China cuts growth target, but no signs of mega stimulus
- China to target economic growth of 6-6.5% this year
- National People’s Congress so far shows no signs of mega stimulus announcement
- We continue to forecast a modest deceleration in GDP growth, accompanied by higher volatility in underlying activity
There were no signs of a mega stimulus to come out of China from the start of the annual National People’s Congress in Beijing. Growth expectations have been lowered, as anticipated, and targets for fiscal and credit support are modest at best. The fiscal deficit is barely rising, and policymakers are aiming for “basically stable” debt-to-GDP this year.
New growth and fiscal targets
A new growth target of 6 to 6.5% signals that policy levers will be used to keep growth above 6% this year.

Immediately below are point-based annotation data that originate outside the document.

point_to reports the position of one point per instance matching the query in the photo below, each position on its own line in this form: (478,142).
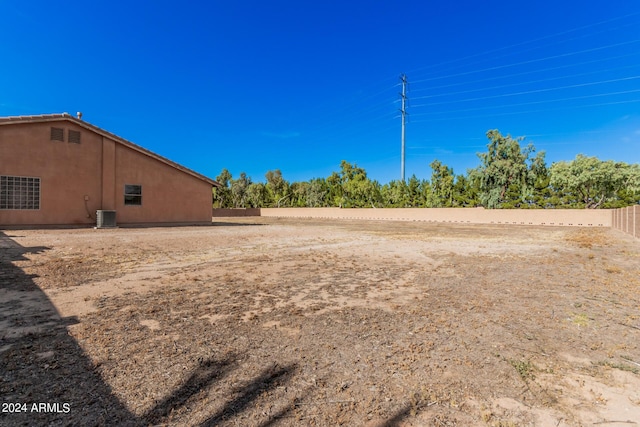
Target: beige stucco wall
(168,195)
(556,217)
(96,170)
(627,220)
(67,172)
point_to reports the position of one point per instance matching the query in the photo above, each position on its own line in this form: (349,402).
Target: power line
(521,83)
(509,113)
(528,42)
(403,111)
(531,61)
(483,98)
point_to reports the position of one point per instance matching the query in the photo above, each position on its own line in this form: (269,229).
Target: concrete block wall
(552,217)
(627,220)
(220,213)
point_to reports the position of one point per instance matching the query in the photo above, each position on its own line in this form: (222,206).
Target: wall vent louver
(105,219)
(57,134)
(74,137)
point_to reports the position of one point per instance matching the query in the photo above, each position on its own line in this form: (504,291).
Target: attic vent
(74,137)
(57,134)
(105,219)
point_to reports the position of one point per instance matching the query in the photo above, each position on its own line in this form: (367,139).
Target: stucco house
(57,169)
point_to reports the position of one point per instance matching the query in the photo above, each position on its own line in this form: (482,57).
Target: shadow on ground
(41,363)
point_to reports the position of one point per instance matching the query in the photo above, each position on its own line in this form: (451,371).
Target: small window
(57,134)
(133,195)
(19,192)
(74,137)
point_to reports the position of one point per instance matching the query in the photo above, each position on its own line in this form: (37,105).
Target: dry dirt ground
(258,322)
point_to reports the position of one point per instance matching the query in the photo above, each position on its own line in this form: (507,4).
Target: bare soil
(263,321)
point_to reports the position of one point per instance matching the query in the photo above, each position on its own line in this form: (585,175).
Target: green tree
(317,192)
(239,188)
(277,188)
(222,195)
(507,173)
(592,183)
(395,194)
(442,179)
(256,195)
(465,192)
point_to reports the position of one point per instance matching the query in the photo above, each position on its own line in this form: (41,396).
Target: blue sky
(301,85)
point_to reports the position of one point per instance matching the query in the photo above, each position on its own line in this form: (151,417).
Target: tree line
(508,176)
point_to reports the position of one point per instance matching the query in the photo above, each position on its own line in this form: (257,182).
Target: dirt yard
(263,321)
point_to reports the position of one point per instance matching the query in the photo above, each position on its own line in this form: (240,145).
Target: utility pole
(403,112)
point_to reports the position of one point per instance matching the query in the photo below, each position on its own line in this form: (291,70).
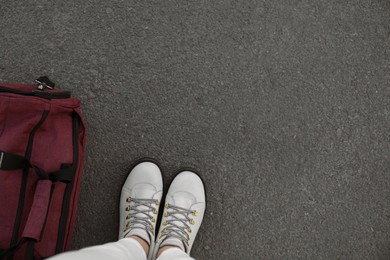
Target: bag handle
(42,196)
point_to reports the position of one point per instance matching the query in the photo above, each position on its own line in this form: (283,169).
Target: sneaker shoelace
(139,214)
(178,223)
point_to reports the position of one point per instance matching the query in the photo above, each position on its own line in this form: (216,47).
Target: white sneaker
(184,209)
(139,203)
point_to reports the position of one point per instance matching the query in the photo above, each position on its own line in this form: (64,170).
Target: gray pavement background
(283,106)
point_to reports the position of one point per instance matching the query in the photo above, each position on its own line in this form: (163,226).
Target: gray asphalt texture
(282,106)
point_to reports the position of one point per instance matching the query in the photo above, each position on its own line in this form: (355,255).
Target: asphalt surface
(282,106)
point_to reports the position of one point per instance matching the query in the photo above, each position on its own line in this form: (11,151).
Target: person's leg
(185,205)
(124,249)
(138,211)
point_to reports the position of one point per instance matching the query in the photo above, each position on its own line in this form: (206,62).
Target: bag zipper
(42,84)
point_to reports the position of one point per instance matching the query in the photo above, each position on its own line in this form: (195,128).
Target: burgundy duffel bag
(42,140)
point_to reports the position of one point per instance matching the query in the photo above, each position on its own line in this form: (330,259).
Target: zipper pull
(44,82)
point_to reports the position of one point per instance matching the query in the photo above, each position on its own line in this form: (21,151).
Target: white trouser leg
(124,249)
(174,254)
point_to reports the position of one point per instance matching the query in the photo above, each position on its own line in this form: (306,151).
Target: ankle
(163,248)
(142,242)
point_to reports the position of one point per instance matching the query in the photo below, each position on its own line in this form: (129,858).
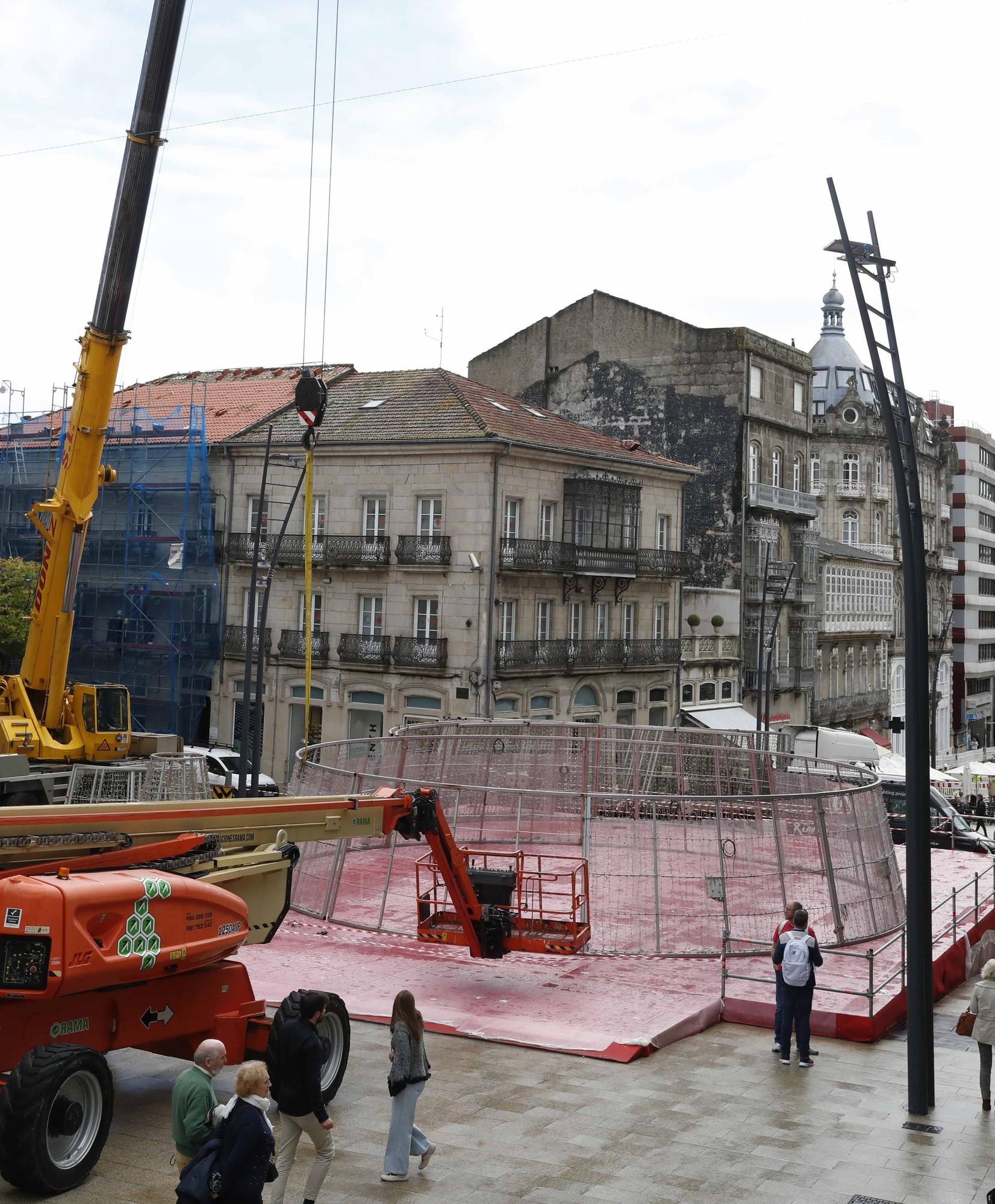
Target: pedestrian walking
(298,1093)
(195,1103)
(407,1081)
(786,925)
(245,1161)
(798,955)
(982,1005)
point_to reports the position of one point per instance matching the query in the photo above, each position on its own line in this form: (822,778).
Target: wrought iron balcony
(423,551)
(784,677)
(237,639)
(356,650)
(331,551)
(790,501)
(293,646)
(415,653)
(585,654)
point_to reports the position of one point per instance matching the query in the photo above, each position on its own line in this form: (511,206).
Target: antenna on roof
(441,317)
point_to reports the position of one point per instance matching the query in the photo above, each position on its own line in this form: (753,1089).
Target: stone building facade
(851,476)
(473,556)
(974,530)
(735,404)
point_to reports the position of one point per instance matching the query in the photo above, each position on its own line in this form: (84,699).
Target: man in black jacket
(298,1091)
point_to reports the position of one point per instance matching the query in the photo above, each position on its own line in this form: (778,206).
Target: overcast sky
(690,178)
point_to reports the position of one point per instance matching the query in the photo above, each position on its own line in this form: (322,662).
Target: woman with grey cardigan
(407,1082)
(984,1006)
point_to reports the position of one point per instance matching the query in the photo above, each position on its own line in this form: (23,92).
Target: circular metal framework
(688,834)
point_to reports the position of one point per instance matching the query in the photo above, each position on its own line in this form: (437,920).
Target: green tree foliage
(19,580)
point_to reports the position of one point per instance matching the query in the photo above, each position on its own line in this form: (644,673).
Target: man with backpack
(797,955)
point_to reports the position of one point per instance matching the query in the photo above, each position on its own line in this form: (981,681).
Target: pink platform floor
(604,1006)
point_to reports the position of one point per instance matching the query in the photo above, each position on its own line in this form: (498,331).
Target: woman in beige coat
(984,1006)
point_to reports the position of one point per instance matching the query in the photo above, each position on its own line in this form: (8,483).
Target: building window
(316,612)
(543,621)
(427,621)
(756,381)
(372,617)
(547,522)
(255,516)
(602,621)
(374,518)
(509,612)
(429,517)
(513,512)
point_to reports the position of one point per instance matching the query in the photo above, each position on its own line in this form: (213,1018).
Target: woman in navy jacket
(248,1138)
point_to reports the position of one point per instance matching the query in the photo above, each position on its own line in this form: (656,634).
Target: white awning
(727,717)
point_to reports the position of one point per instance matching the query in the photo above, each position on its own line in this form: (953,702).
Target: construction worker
(195,1102)
(298,1093)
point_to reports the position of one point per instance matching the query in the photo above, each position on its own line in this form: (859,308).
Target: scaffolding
(148,600)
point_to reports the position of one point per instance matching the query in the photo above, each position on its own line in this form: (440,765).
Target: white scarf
(261,1102)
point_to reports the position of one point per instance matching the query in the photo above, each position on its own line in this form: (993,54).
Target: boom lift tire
(56,1112)
(333,1032)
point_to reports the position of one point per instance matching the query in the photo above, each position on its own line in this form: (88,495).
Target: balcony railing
(235,640)
(423,550)
(332,551)
(415,653)
(850,706)
(784,677)
(585,654)
(293,646)
(710,648)
(774,498)
(356,650)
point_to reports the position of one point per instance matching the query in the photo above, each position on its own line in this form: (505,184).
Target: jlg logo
(44,574)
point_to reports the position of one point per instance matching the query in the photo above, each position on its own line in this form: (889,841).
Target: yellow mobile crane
(40,717)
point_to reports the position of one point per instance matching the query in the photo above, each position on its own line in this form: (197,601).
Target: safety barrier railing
(965,918)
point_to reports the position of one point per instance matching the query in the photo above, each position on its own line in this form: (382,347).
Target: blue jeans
(797,1012)
(405,1140)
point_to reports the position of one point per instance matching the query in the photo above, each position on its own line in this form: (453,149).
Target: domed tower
(834,362)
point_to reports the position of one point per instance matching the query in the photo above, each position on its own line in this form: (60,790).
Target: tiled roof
(435,405)
(233,399)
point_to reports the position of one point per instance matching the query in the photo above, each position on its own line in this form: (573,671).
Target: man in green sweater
(195,1101)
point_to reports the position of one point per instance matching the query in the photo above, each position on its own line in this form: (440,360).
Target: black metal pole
(934,699)
(251,627)
(257,716)
(772,644)
(761,642)
(902,445)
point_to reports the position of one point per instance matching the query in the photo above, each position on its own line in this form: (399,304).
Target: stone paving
(715,1118)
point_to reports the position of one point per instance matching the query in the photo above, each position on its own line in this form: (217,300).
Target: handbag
(965,1024)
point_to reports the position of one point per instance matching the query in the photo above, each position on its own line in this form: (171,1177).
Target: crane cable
(309,468)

We remain happy with our recently revised forecast for 6.3% growth in 2019, though we suspect underlying activity may prove more volatile. From the other announced targets, it also seems that the government is, for now at least, behaving in line with our expectations for more fiscal support from the centre, rather than relying on local governments and credit growth.
More central fiscal support but stimulus comparatively modest
Local government bond quotas have been increased; by RMB 100 billion for general purpose bonds and RMB 800 billion for special purpose bonds, which finance infrastructure. On the face of it, this is a substantial increase in infrastructure financing. However, to an extent this reflects the reduction in shadow financing which had historically been a key part of the infrastructure story. To put things into perspective, the increase in local government bond issuance looks set to lift overall credit growth by just 0.4 percentage points this year.
Central government will be contributing RMB 2 trillion in tax cuts, including RMB 650 billion in VAT cuts. While the stated deficit target is only 0.2 percentage points above that seen in 2018, at 2.8%, the reality is likely to see a larger fiscal stimulus. The government employs a number of accounting tricks to keep the headline deficit below 3%, while in reality spending far more. All the same, the stimulus does not look to be on the scale of past rounds of easing.
Less commodity intensive stimulus
For now, announcements have been largely in line with our assumptions and so do not materially alter our forecast. We continue to expect a modest slowdown in growth, a smaller stimulus package than in previous slowdown phases and, perhaps crucially for the rest of the world, a stimulus package which is less commodity intensive than we are accustomed to seeing from China.